I go to the living room doorway. “I’m not mad because I’m a woman,” I say. “I’m mad because you’re an asshole.”

Chapter 62

S ome of us from the meetings are having a group show, of women only. This is risky business, and we know it. Jody says we could get trashed, by the male art establishment. Their line these days is that great art transcends gender. Jody’s line is that art so far has been mostly men admiring one another. A woman artist can get admired by them only as a sideline, a sort of freaky exception. “Titless wonders,” says Jody.

We could get trashed by women as well, for singling ourselves out, putting ourselves forward. We could be called elitist. There are many pitfalls.

There are four of us in on the show. Carolyn, who has an angelic moon face framed in a Dutch cut with dark bangs, calls herself a fabric artist. Some of her pieces are patchwork quilts, in inventive designs. One has condoms stuffed with tampons (unused), glued onto it in the shapes of letters, spelling out WHAT IS LUV? Another is done in florals, with an appliquéd message:

UP YOUR

MAN

IFESTO!

Or else she makes wall hangings out of toilet paper twisted like rope, braided and woven with reels of outdated girlie movies, the kind that used to be called “art films.” “Used porn,” she says cheerfully. “Why not recycle it, eh?”

Jody does store mannequins, sawn apart, the pieces glued back together in disturbing poses. She, fixes them up with paint and collage and steel wool stuck on at appropriate places. One hangs from a meat hook, stuck through the solar plexus, another has trees and flowers painted all over her face like fine tattooing, with a delicacy I wouldn’t have suspected from Jody. Another has the heads of six or seven old dolls attached to her stomach. I recognize some of them: Sparkle Plenty, Betsy Wetsy, Barbara Ann Scott.
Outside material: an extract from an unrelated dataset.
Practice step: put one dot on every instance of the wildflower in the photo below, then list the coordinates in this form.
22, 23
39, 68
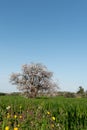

Zillah is blond and skimpy, like the frail flower girls of a few years back. She calls her pieces Lintscapes. They are made from the wads of feltlike fuzz that accumulate on drier filters and can be peeled off in sheets. I have admired these myself as I stuffed them into the wastebasket: their texture, their soft colors. Zillah has bought a number of towels in different shades and run them repeatedly through the dryer, to get shades of pink, of gray-green, of off-white, as well as the standard underneath-the-bed gray. These she has cut and shaped and glued carefully to a backing, to form multilayered compositions that resemble cloudscapes. I am entranced by them, and wish I had thought of this first. “It’s like making a soufflé,”

Zillah says. “One breath of cold air and you’re dead in the water.”

Jody, who is more in charge than anyone, has gone through my paintings and chosen the ones for the show. She’s taken some of the still lifes, Wringer, Toaster, Deadly Nightshade, and Three Witches. Three Witches is the one of the three different sofas.